Flex LNG posts Q1 2026 revenue of $80.5M and TCE of $65,729
Flex LNG (NYSE:FLNG) reported a sequential decline in earnings for the first quarter of 2026, reflecting a typical seasonal softening in the liquefied natural gas shipping market.
The Hamilton, Bermuda-based shipowner posted vessel operating revenues of $80.5 million, down from $87.5 million in the final quarter of 2025.
The decrease in revenue followed a slide in the average Time Charter Equivalent (TCE) rate, which fell to $65,729 per day from $70,119 in the preceding period.
Net income for the quarter was $19.5 million, or $0.36 per share, compared with $21.6 million, or $0.40 per share, in the fourth quarter of 2025.
Adjusted EBITDA also contracted to $53.2 million from $61.8 million as the global LNG market navigated a period of lower volatility and tempered winter demand.

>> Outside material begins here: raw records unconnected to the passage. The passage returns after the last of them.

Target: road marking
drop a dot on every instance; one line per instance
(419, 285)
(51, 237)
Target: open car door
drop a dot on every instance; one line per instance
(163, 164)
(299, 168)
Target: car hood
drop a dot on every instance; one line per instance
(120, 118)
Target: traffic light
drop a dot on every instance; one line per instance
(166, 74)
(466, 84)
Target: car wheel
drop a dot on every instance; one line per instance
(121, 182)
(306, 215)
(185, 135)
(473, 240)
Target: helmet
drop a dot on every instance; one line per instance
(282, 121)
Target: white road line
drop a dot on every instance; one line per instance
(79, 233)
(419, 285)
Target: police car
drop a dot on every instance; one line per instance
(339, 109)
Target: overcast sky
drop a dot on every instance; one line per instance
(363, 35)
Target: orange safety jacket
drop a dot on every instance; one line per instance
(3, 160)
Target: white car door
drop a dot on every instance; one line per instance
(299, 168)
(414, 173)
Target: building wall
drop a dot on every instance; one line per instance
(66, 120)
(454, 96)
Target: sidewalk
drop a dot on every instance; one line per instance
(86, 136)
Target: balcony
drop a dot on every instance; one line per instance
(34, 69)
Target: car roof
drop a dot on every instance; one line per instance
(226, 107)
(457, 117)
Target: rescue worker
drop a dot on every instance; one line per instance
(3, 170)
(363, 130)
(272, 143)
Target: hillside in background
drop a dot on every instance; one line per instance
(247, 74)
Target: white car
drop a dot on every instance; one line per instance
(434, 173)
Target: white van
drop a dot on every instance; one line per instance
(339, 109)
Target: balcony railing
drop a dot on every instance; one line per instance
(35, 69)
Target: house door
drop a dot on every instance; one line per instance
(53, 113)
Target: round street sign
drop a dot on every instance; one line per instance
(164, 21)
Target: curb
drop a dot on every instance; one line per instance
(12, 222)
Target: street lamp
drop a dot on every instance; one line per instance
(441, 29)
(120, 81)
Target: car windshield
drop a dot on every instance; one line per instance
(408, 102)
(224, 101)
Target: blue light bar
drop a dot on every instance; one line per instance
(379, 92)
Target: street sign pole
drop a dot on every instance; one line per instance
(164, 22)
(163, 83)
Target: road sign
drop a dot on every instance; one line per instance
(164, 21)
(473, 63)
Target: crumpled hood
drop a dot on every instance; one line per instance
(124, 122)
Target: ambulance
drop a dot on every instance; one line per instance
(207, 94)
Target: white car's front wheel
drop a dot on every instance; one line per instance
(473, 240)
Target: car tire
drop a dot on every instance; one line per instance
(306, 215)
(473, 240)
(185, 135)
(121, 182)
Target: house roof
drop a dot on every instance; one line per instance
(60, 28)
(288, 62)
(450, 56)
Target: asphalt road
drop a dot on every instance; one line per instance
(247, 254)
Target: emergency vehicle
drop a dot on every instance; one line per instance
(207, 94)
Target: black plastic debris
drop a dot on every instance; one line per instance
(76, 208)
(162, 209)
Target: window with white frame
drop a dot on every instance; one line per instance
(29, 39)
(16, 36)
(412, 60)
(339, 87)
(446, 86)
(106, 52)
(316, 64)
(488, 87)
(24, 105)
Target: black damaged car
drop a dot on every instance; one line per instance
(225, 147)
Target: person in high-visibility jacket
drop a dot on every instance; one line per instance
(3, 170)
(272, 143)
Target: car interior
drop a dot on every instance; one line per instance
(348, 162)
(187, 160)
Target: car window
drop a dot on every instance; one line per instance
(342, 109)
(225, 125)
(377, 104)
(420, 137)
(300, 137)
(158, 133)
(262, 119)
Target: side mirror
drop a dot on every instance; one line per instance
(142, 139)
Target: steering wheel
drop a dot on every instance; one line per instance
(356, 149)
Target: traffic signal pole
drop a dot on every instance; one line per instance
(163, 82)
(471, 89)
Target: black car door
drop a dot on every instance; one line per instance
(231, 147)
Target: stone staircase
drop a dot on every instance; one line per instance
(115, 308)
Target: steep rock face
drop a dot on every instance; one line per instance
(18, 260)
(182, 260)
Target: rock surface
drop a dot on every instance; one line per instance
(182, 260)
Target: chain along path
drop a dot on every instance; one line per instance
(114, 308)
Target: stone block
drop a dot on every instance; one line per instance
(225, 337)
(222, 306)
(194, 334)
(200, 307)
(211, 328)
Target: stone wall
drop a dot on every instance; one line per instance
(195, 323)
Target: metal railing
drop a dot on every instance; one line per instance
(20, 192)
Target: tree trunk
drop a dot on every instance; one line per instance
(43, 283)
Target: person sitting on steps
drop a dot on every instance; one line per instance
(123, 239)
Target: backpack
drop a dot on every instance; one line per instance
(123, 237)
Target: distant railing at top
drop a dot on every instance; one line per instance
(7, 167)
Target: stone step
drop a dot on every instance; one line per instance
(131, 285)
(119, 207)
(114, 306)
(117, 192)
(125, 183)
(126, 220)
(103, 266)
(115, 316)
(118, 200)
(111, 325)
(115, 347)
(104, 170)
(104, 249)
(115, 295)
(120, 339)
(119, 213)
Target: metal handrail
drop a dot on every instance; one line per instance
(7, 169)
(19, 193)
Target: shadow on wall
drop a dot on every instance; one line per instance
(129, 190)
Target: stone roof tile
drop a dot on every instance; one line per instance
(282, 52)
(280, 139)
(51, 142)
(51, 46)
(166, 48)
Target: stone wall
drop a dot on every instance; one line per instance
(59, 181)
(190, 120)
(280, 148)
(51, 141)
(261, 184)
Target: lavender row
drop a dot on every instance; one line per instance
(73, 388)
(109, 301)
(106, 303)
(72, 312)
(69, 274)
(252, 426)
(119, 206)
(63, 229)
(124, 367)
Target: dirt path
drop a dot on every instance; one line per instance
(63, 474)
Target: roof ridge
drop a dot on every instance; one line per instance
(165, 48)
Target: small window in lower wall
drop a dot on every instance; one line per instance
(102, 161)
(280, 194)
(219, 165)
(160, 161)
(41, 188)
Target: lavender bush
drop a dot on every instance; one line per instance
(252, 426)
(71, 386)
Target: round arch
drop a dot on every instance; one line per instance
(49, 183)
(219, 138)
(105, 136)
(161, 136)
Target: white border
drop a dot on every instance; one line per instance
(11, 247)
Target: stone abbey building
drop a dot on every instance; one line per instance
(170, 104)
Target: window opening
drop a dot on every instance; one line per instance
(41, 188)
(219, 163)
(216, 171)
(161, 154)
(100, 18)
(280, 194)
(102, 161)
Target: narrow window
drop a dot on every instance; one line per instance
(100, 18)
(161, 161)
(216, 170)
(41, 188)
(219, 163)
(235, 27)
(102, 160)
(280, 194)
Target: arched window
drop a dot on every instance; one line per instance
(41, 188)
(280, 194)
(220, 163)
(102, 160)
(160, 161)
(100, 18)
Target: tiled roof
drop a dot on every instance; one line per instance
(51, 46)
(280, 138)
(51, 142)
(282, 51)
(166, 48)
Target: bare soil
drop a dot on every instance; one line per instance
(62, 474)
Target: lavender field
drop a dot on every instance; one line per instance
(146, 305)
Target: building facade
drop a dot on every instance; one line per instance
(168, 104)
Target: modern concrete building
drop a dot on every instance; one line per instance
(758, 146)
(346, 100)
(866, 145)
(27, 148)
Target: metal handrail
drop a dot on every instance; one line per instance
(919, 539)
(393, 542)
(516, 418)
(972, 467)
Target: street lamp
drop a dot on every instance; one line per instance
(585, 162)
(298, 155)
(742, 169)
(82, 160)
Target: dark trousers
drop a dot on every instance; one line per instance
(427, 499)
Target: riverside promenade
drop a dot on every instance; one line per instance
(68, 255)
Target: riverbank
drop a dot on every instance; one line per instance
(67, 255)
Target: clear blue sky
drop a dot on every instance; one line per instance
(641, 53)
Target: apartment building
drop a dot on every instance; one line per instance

Despite the softer quarterly figures, Flex LNG’s board maintained its aggressive capital return policy, declaring a dividend of $0.75 per share for the first quarter.
The payout, which significantly exceeds the quarter’s adjusted basic earnings of $0.31 per share, signals management's confidence in its long-term charter backlog and robust cash position.
The dividend is scheduled for payment on June 11, 2026.
The company also highlighted the release of its 2025 ESG report in May, marking its eighth year of stand-alone sustainability disclosures.
Management noted that the modern, fuel-efficient nature of its fleet—composed entirely of large M-type, Electronically Controlled, Gas Injection (MEGI) and X-DF vessels—continues to provide a competitive advantage as charterers increasingly prioritize emissions profiles in their shipping requirements.